Nella seconda domenica lo abbiamo visto trasfigurato tra Elia e Mosé, mentre parlava della sua passione. Nella terza domenica, nel tempio, l’abbiamo sentito proclamare: “Distruggete questo tempio ed io in tre giorni lo risusciterò”, alludendo alla sua morte e risurrezione. Nella quarta domenica, a Nicodemo disse: Come gli ebrei si salvavano fissando il serpente innalzato sul palo, così chi fisserà lo sguardo sul Figlio dell’Uomo innalzato sulla croce, avrà la vita eterna.
Ed oggi ci parla della sua passione con una miniparabola tratta dal mondo agricolo entro cui era immerso.
La storia di un seme è semplice e trasparente. Il seme si perde nei meandri oscuri della terra ove sembra soffocare e ove marcisce per una morte apparentemente irrimediabile. Ecco invece il seme a primavera diviene verdeggiante ed in estate produce una spiga colma di grani. Due sono i poli su cui viene fissata l’attenzione e quindi il significato dell’ora: da un lato il morire, il perdere la vita, dall’altro il produrre molto frutto.
Come il seme morto ha prodotto la spiga, così il Cristo crocifisso “attira tutti a sé”; Gesù salverà gli uomini e darà la vita al mondo “sprecandosi” e consumandosi come il chicco di grano che deve morire per portare molto frutto.

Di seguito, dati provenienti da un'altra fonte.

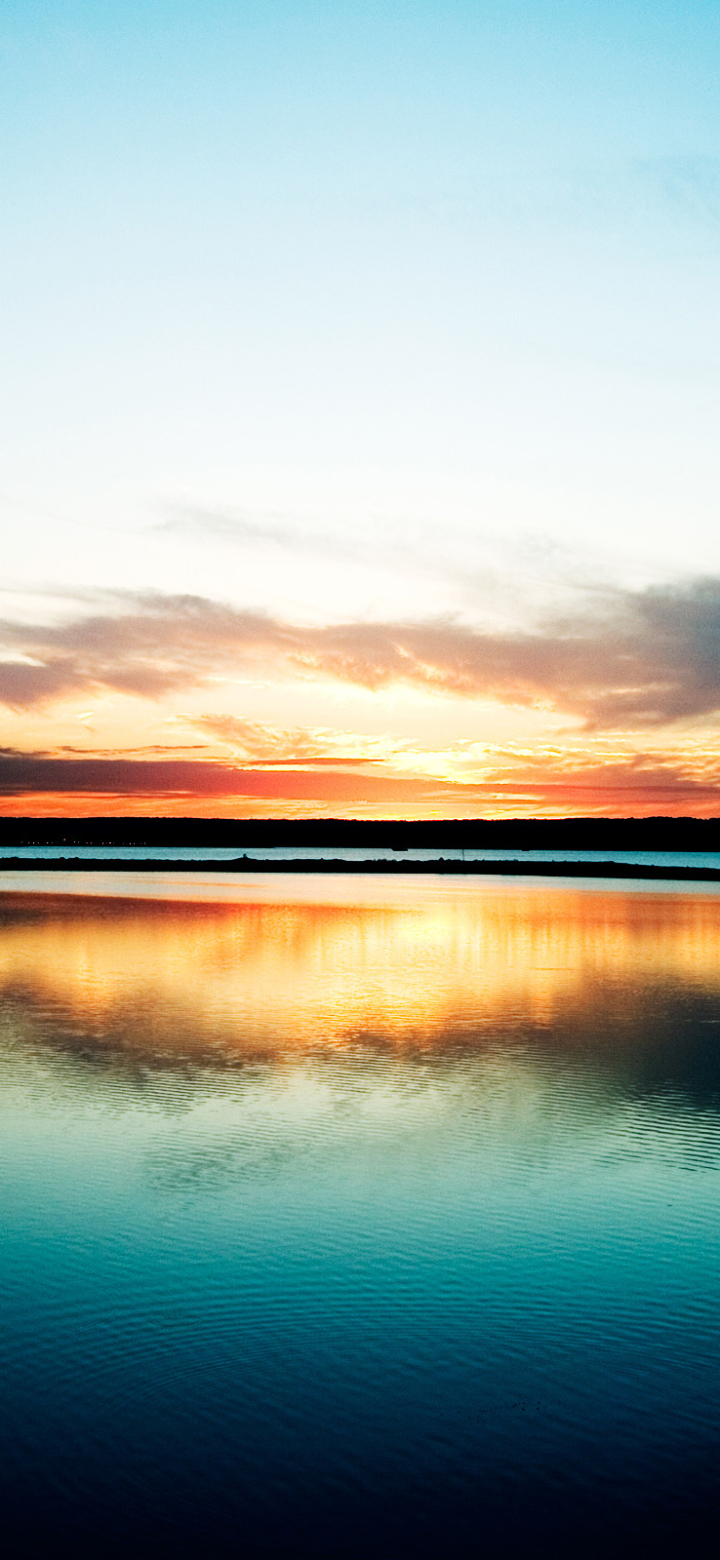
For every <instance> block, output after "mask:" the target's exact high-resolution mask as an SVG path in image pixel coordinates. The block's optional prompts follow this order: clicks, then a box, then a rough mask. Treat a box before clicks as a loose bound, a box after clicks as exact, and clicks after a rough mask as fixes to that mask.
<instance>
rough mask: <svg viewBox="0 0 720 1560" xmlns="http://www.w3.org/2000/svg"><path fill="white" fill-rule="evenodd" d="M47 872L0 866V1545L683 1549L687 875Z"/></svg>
mask: <svg viewBox="0 0 720 1560" xmlns="http://www.w3.org/2000/svg"><path fill="white" fill-rule="evenodd" d="M103 877H104V874H103ZM109 877H111V874H109ZM48 878H50V875H48ZM94 883H95V877H94ZM79 886H83V885H81V883H78V875H75V894H37V892H19V891H9V889H8V891H6V892H5V894H3V895H2V897H0V1078H2V1106H0V1109H2V1139H0V1140H2V1148H0V1187H2V1207H3V1218H2V1231H0V1264H2V1265H0V1304H2V1328H3V1338H5V1349H3V1354H2V1360H0V1395H2V1402H3V1413H2V1420H0V1494H2V1512H3V1533H5V1537H8V1535H11V1551H12V1554H19V1555H20V1554H23V1555H26V1554H33V1552H41V1554H53V1555H56V1554H59V1555H78V1554H81V1555H100V1554H101V1555H106V1554H111V1555H115V1554H117V1555H136V1554H137V1551H140V1552H143V1551H145V1552H154V1554H162V1555H196V1554H210V1555H266V1554H282V1555H285V1554H287V1555H379V1557H401V1555H418V1554H422V1555H424V1554H429V1555H466V1554H468V1555H471V1554H472V1555H475V1554H486V1555H506V1554H510V1555H525V1554H528V1552H530V1551H535V1549H541V1551H542V1549H549V1551H552V1552H555V1554H558V1552H559V1554H567V1555H570V1554H572V1555H577V1554H578V1552H583V1554H605V1552H606V1549H608V1548H609V1546H612V1549H614V1552H616V1554H617V1552H620V1554H631V1552H633V1554H637V1552H653V1554H658V1552H662V1554H678V1552H690V1554H700V1552H708V1554H711V1552H715V1549H717V1533H715V1527H717V1518H715V1504H717V1502H715V1488H717V1457H718V1449H720V1390H718V1388H720V1362H718V1331H720V1326H718V1317H717V1295H718V1285H720V897H718V895H717V892H708V889H706V891H704V892H670V891H665V892H658V889H655V888H653V889H648V888H645V889H644V891H642V892H639V891H637V892H636V891H633V889H625V888H622V889H620V888H617V886H614V888H612V889H611V891H603V889H598V888H597V885H589V883H588V885H584V886H578V885H572V888H567V886H563V885H550V886H549V885H541V883H522V885H517V883H513V881H492V880H485V881H482V883H477V881H472V883H468V881H460V880H444V881H438V880H432V878H416V880H407V881H402V880H382V878H380V880H372V881H369V880H366V878H365V880H363V878H344V880H315V881H312V880H307V878H293V877H290V875H288V877H287V878H277V877H276V878H273V881H268V880H265V881H263V883H260V881H256V883H252V880H251V878H248V880H245V881H243V883H237V881H235V883H234V885H231V883H226V885H224V886H221V889H220V897H218V894H215V897H214V891H212V885H210V883H203V881H201V883H199V885H198V883H195V881H193V883H192V885H189V891H190V889H192V894H193V895H195V897H193V899H182V897H181V894H182V885H178V881H176V875H175V874H173V878H168V881H167V885H165V888H162V883H161V881H159V878H156V881H154V892H156V895H162V894H165V897H154V899H153V897H150V895H148V897H145V899H143V897H137V899H131V897H128V880H126V878H125V897H120V891H118V885H115V897H101V895H100V894H98V892H95V894H94V895H87V897H83V894H78V888H79Z"/></svg>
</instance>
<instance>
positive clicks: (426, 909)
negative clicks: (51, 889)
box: [0, 878, 720, 1059]
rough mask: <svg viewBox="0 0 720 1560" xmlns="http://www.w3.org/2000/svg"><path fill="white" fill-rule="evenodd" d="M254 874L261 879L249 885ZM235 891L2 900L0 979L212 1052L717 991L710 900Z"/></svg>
mask: <svg viewBox="0 0 720 1560" xmlns="http://www.w3.org/2000/svg"><path fill="white" fill-rule="evenodd" d="M263 888H265V886H263ZM296 888H298V883H296V880H293V878H287V880H274V881H273V883H271V889H273V895H274V897H273V899H271V897H270V895H268V894H266V888H265V894H263V897H259V895H257V894H254V892H252V885H251V886H248V885H245V889H243V888H242V886H240V888H238V891H237V894H235V899H228V897H224V899H218V900H210V899H199V900H195V902H193V900H189V902H185V900H179V899H176V897H170V899H167V900H162V899H157V900H151V899H120V897H114V899H100V897H81V895H48V894H39V895H37V894H17V892H11V894H5V895H3V897H2V900H0V991H2V992H3V994H5V997H6V998H12V1000H14V1003H16V1006H17V1005H20V1006H22V1008H25V1009H26V1011H28V1012H31V1011H33V1009H37V1011H42V1012H44V1016H45V1023H47V1020H48V1017H50V1014H53V1016H55V1020H56V1023H58V1025H59V1026H61V1028H62V1026H65V1028H67V1026H72V1028H73V1031H75V1033H76V1036H78V1037H83V1039H84V1042H89V1041H95V1042H97V1044H98V1045H109V1047H112V1045H120V1047H123V1048H128V1050H131V1051H134V1053H148V1055H151V1053H153V1051H162V1053H164V1055H165V1056H168V1055H170V1056H171V1055H173V1051H176V1053H178V1056H187V1055H190V1056H192V1055H201V1053H203V1051H206V1050H207V1047H212V1051H214V1055H215V1058H218V1056H221V1055H224V1058H226V1059H232V1058H234V1056H238V1058H242V1056H249V1055H266V1056H273V1055H274V1056H282V1055H285V1056H287V1055H293V1053H302V1051H305V1050H309V1048H310V1050H318V1048H323V1050H338V1048H340V1050H341V1048H343V1047H346V1045H348V1044H351V1042H357V1041H362V1039H365V1041H376V1042H382V1044H383V1045H393V1047H397V1048H402V1047H413V1045H418V1044H421V1045H422V1047H444V1045H447V1044H449V1042H450V1041H458V1039H463V1042H464V1044H469V1042H472V1037H474V1036H475V1037H477V1042H478V1044H482V1041H483V1036H486V1034H488V1031H492V1030H500V1031H503V1033H506V1031H511V1030H517V1028H519V1030H525V1028H527V1026H541V1028H547V1026H552V1025H553V1023H556V1022H563V1023H570V1026H577V1025H583V1022H584V1020H588V1014H589V1012H591V1011H592V1016H594V1022H595V1023H597V1020H598V1017H600V1016H602V1012H603V1005H605V1011H606V1012H608V1014H609V1012H616V1016H622V1014H625V1016H628V1005H630V1009H633V1012H634V1016H636V1017H637V1014H636V1009H637V1003H642V1002H644V1000H645V997H647V992H648V991H651V989H656V987H662V989H664V991H673V989H675V991H678V992H679V991H683V992H684V994H687V992H695V994H697V997H703V998H704V1000H711V1002H714V998H715V995H718V997H720V899H718V897H715V895H711V894H694V892H679V894H662V892H661V894H653V892H647V891H645V892H642V891H639V892H633V891H619V889H611V891H578V889H564V888H559V886H552V888H542V886H527V885H508V883H502V885H497V883H480V885H478V883H474V885H468V883H458V885H449V883H447V881H446V883H441V885H433V883H432V880H424V881H422V883H418V880H415V881H413V880H408V881H407V883H405V885H404V883H402V881H394V883H390V885H382V883H380V885H379V883H374V885H371V886H368V883H366V881H365V883H362V880H360V891H358V892H355V894H354V888H355V880H351V881H348V880H346V881H344V883H341V885H338V883H334V885H332V888H330V892H329V891H327V889H329V885H327V883H323V881H321V883H319V885H318V886H316V892H315V900H313V895H312V892H309V888H310V885H307V880H305V881H301V885H299V891H301V892H299V895H298V894H296V892H295V889H296Z"/></svg>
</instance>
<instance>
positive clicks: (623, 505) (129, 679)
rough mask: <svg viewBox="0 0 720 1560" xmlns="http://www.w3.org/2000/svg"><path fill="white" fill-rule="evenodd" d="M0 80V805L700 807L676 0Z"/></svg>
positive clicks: (166, 8)
mask: <svg viewBox="0 0 720 1560" xmlns="http://www.w3.org/2000/svg"><path fill="white" fill-rule="evenodd" d="M0 69H2V87H0V144H2V147H3V153H2V158H3V245H2V256H0V265H2V276H3V284H2V298H3V314H5V320H3V367H5V373H3V415H2V446H0V448H2V471H0V502H2V513H3V521H2V526H3V569H2V580H0V583H2V593H3V601H2V605H0V616H2V640H0V700H2V705H0V713H2V725H0V744H2V746H0V813H5V814H17V813H25V814H44V813H61V814H62V813H73V814H76V813H81V814H84V813H87V814H92V813H122V814H128V813H146V814H156V813H173V814H203V816H210V814H218V816H235V814H237V816H312V814H319V816H337V814H343V816H354V817H365V816H388V817H396V816H407V817H435V816H447V817H464V816H477V814H482V816H508V814H522V816H528V814H544V816H549V814H550V816H556V814H564V813H574V814H577V813H580V814H592V813H597V814H636V816H641V814H648V813H651V814H658V813H673V814H678V813H695V814H700V816H706V814H712V816H715V814H717V816H720V743H718V736H720V507H718V495H720V417H718V410H720V407H718V393H717V381H718V348H720V309H718V275H720V86H718V83H720V9H718V6H717V0H681V3H679V0H675V3H669V0H655V3H653V5H648V3H647V0H642V3H641V0H525V3H519V0H517V3H516V0H489V3H485V0H411V3H396V0H386V3H383V5H380V3H377V0H374V3H369V0H352V3H349V0H344V3H343V0H334V3H332V0H315V3H310V0H274V3H273V0H262V3H260V0H259V3H249V0H193V3H190V0H142V3H139V0H125V3H123V5H118V3H111V0H106V3H100V0H95V3H90V0H42V3H41V0H36V3H33V0H28V3H26V5H22V6H20V5H16V6H6V8H5V12H3V19H2V22H0Z"/></svg>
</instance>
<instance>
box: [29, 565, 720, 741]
mask: <svg viewBox="0 0 720 1560" xmlns="http://www.w3.org/2000/svg"><path fill="white" fill-rule="evenodd" d="M104 604H106V610H104V612H95V613H94V615H89V616H83V618H76V619H75V621H72V622H65V624H61V626H41V624H34V626H33V624H11V622H6V624H3V626H0V640H2V643H3V646H5V655H6V660H3V661H0V699H2V700H3V702H5V704H6V705H9V707H14V708H30V707H31V705H37V704H44V702H50V700H55V699H58V697H62V696H69V694H75V696H79V694H83V696H86V694H90V693H97V691H98V690H103V688H109V690H114V691H120V693H129V694H139V696H143V697H150V699H159V697H162V694H167V693H173V691H176V690H179V688H189V686H203V685H206V683H207V682H209V680H210V679H218V677H231V675H237V674H238V672H245V674H252V675H262V677H273V675H274V677H281V675H282V677H285V679H287V677H288V675H290V677H291V675H299V677H305V679H334V680H338V682H344V683H352V685H357V686H363V688H368V690H379V688H385V686H388V685H391V683H408V685H415V686H422V688H425V690H429V691H433V693H438V694H444V696H454V697H472V699H477V697H482V699H497V700H500V702H505V704H517V705H547V707H549V708H553V710H558V711H563V713H567V714H572V716H580V718H581V719H583V721H584V722H586V725H588V727H589V729H622V727H625V729H633V727H651V725H661V724H667V722H672V721H679V719H689V718H697V716H706V714H712V713H715V711H718V710H720V579H701V580H697V582H690V583H683V585H667V587H662V588H659V587H653V588H648V590H645V591H620V590H616V591H605V593H602V594H586V596H584V597H581V599H580V602H578V607H577V610H575V613H574V615H572V616H566V618H563V619H558V618H553V619H549V621H545V622H538V624H536V626H533V627H531V629H528V630H511V632H510V630H508V632H502V633H499V632H482V630H478V629H474V627H469V626H466V624H461V622H458V621H438V619H435V621H427V622H362V621H357V622H344V624H343V622H341V624H326V626H319V627H315V626H301V624H291V622H284V621H281V619H277V618H271V616H268V615H263V613H257V612H242V610H237V608H234V607H229V605H223V604H220V602H214V601H209V599H204V597H199V596H162V594H156V593H148V594H137V596H131V594H128V596H114V597H106V599H104Z"/></svg>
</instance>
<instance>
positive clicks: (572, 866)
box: [0, 856, 720, 885]
mask: <svg viewBox="0 0 720 1560" xmlns="http://www.w3.org/2000/svg"><path fill="white" fill-rule="evenodd" d="M3 872H162V874H167V872H204V874H223V875H226V874H232V872H291V874H304V875H307V874H318V872H324V874H327V872H334V874H351V875H352V877H357V875H358V874H360V875H363V877H365V875H366V874H377V875H390V877H436V875H441V877H570V878H583V877H584V878H586V877H591V878H641V880H644V881H651V883H653V881H667V883H718V885H720V870H718V869H717V867H703V866H697V867H695V866H692V867H675V866H648V864H645V863H644V864H642V866H641V864H636V863H633V861H527V860H525V861H447V860H446V858H443V856H441V858H439V860H438V861H385V860H374V861H344V860H338V858H335V860H315V861H307V860H305V861H295V860H291V858H290V860H285V861H281V860H273V861H270V860H266V858H265V860H260V861H254V860H252V858H251V856H235V858H234V860H232V861H162V860H151V858H146V860H140V858H136V860H125V861H118V860H112V858H108V856H104V858H103V856H89V858H87V860H81V858H78V856H67V858H56V856H53V858H42V856H36V858H33V860H28V858H26V856H3V858H0V877H2V874H3Z"/></svg>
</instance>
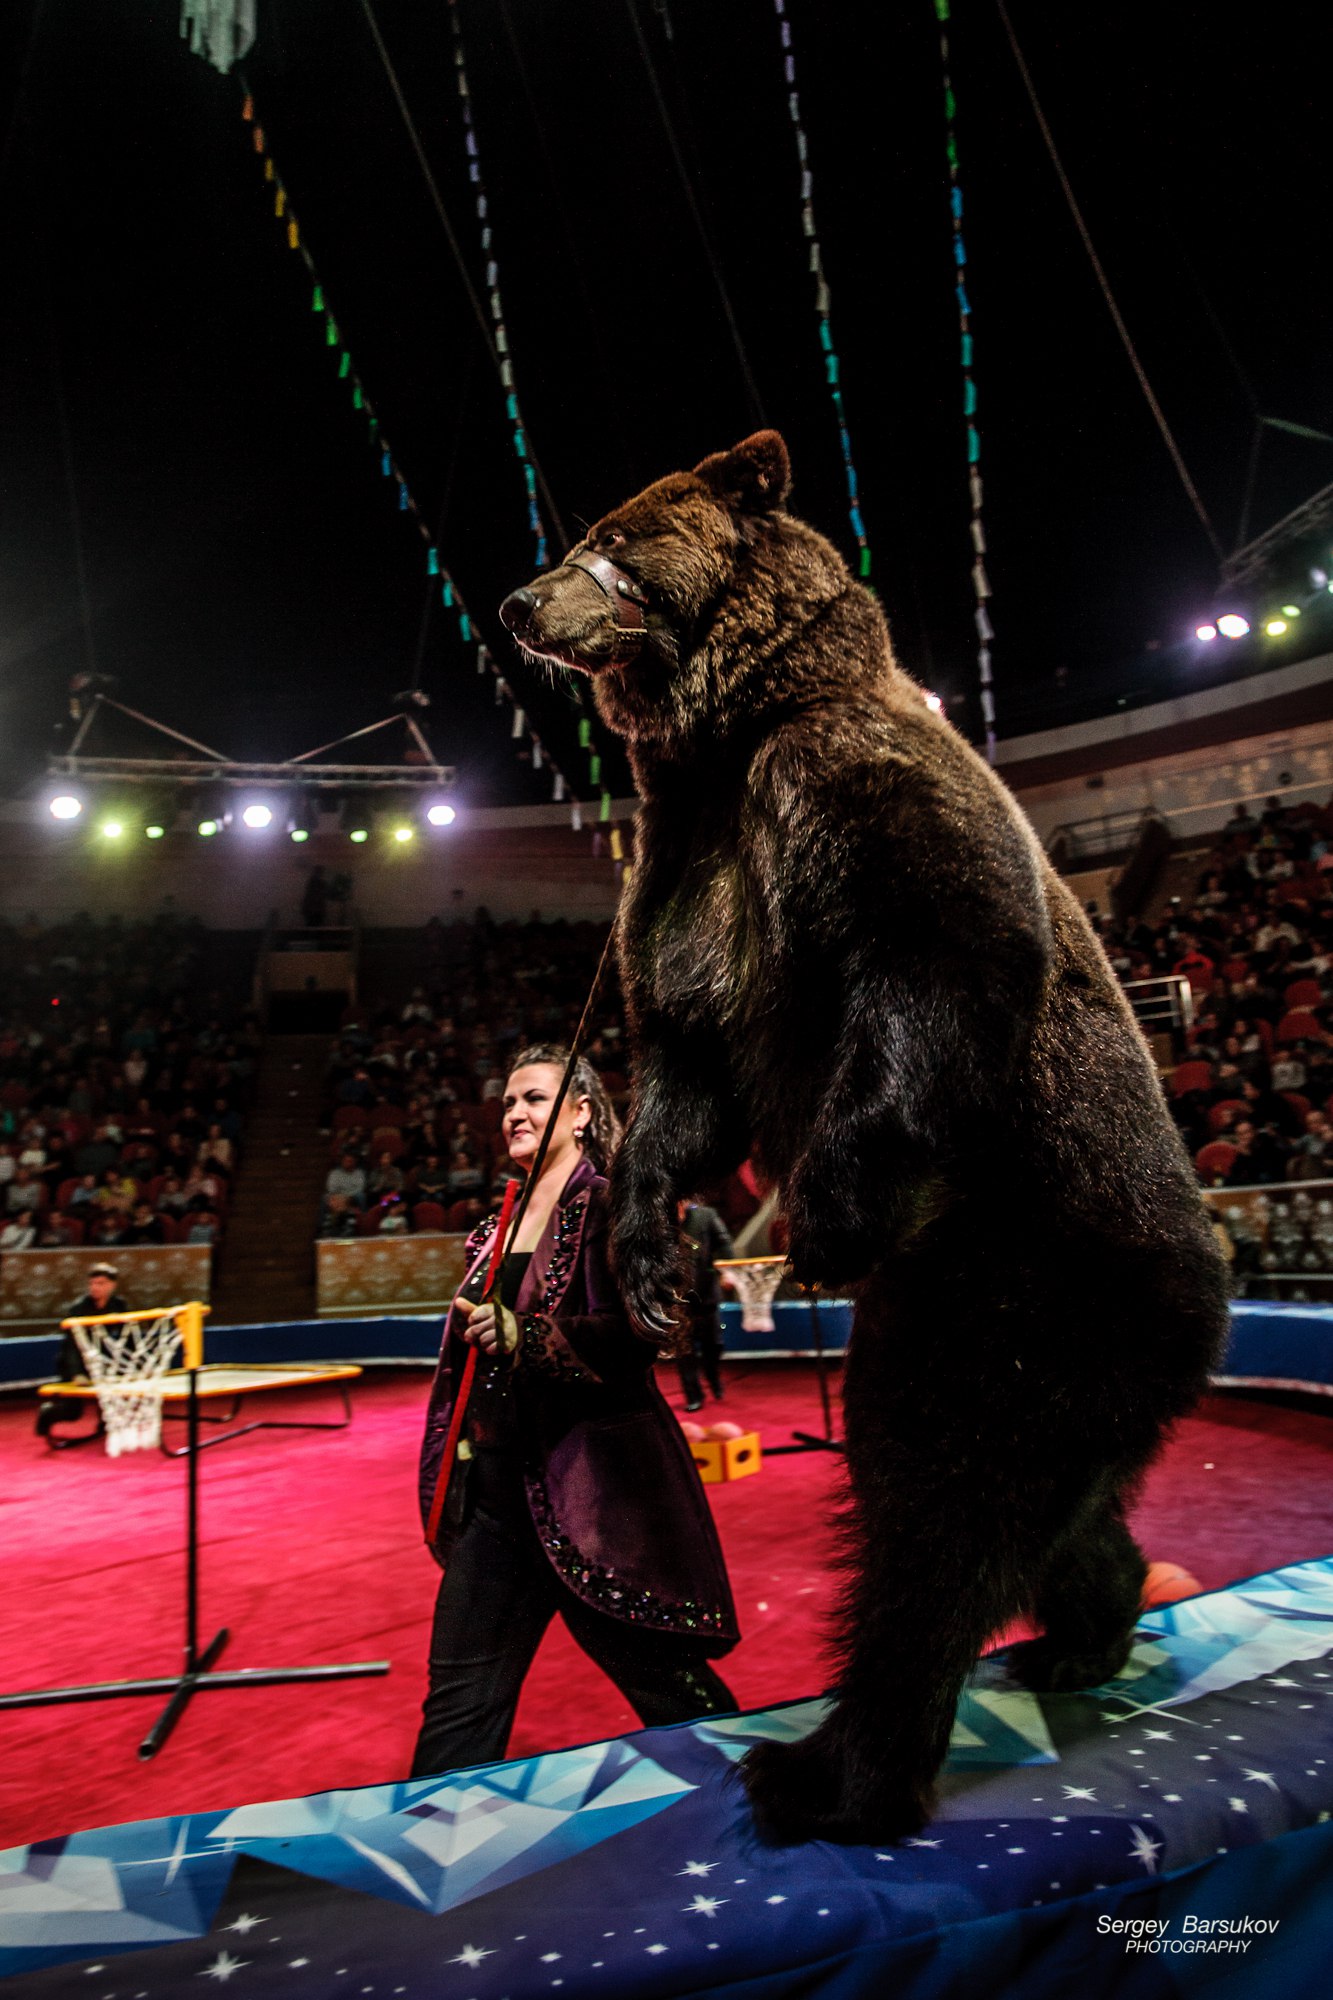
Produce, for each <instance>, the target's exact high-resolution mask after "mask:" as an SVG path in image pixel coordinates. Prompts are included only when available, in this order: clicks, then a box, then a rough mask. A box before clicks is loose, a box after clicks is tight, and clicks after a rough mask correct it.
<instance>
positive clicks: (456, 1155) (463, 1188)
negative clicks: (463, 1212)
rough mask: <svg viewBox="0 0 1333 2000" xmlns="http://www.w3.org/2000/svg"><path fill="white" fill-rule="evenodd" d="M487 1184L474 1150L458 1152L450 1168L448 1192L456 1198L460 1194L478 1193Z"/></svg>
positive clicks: (483, 1174) (448, 1182)
mask: <svg viewBox="0 0 1333 2000" xmlns="http://www.w3.org/2000/svg"><path fill="white" fill-rule="evenodd" d="M484 1186H486V1176H484V1174H482V1168H480V1162H478V1158H476V1154H474V1152H456V1154H454V1164H452V1166H450V1170H448V1192H450V1196H452V1198H454V1200H456V1198H458V1196H460V1194H478V1192H480V1190H482V1188H484Z"/></svg>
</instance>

“Chi ama la sua vita la perde”. Non è tanto un invito alla mortificazione di se stessi, quanto un invito a darsi per gli altri, per diffondere il prodigio della salvezza. In questo sapersi spendere per gli altri, per Gesù, c’è il massimo della gloria. E questo per un duplice motivo: primo perché il sapersi “infrangere” come il grano di frumento è la manifestazione più radiante dell’amore; secondo perché di fatto solo l’amore completamente gratuito è convincente.
Il cristianesimo non è la risposta banale alla domanda perché vi è tanto dolore nel mondo e del perché della morte. La croce, la sofferenza di Gesù è la via più difficile da capire, ma ci aiuta a soffrire ed amare chi soffre per attirarlo a Gesù che ha sofferto.
Il sacrificio allora è una legge di vita: senza capacità di soffrire per gli altri, si è e si resta soli. È il vivere per gli altri che once la solitudine umana e la riempie di volti e di persone. Dice Gesù: chi trattiene la vita per sé, la perde; chi la spende in questo mondo, la conserva per la vita eterna.
Diceva il buon Papa Giovani XXIII: “Non so spiegarvi il perché del dolore; so solo dirvi che anche Gesù ha sofferto, anzi fu necessario che fosse innalzato in croce per attirare tutti a se stesso.
Sulla croce Gesù è ucciso come un malfattore; apparentemente è il momento della sconfitta, del più clamoroso insuccesso. Ma sulla croce si apre già l’ingresso del Cristo nella gloria.
“Venne una voce dal cielo: L’ho glorificato e di nuovo lo glorificherò… Io quando sarò elevato, attirerò tutti a me. È la terza volta che risuona la voce dall’alto.
L’abbiamo ascoltata la prima volta nella domenica del battesimo di Gesù. Era la voce celeste che affermava la divinità di Gesù presentato alle folle da Giovanni Battista lungo il Giordano.
L’abbiamo ascoltata la seconda volta nella domenica della trasfigurazione. Era la voce celeste che confermava la missione di Gesù, proclamata da Mosè e da Elia che parlavano del suo esodo. Una voce che era anche un invito: Ascoltatelo!
L’ascoltiamo oggi questa voce che sigilla l’annuncio della gloriosa passione fatta da Gesù stesso.
E la folla, che era presente e aveva udito, diceva che era stato un tuono; ma altri dicevano: Un angelo gli ha parlato. Rispose Gesù: “questa voce non è venuta per me ma per voi”.
In ogni eucaristia domenicale vi è il memoriale della morte e risurrezione del Cristo ed anche noi come i greci, come Filippo e Andrea, come la folla tutta possiamo, attratti da Gesù innalzato, vederlo con gli occhi della fede e sentire la voce celeste.
Maria, la Vergine dell’ascolto, la donna ai piedi della croce ci aiuti in questa ansiosa ricerca del suo Figlio glorioso.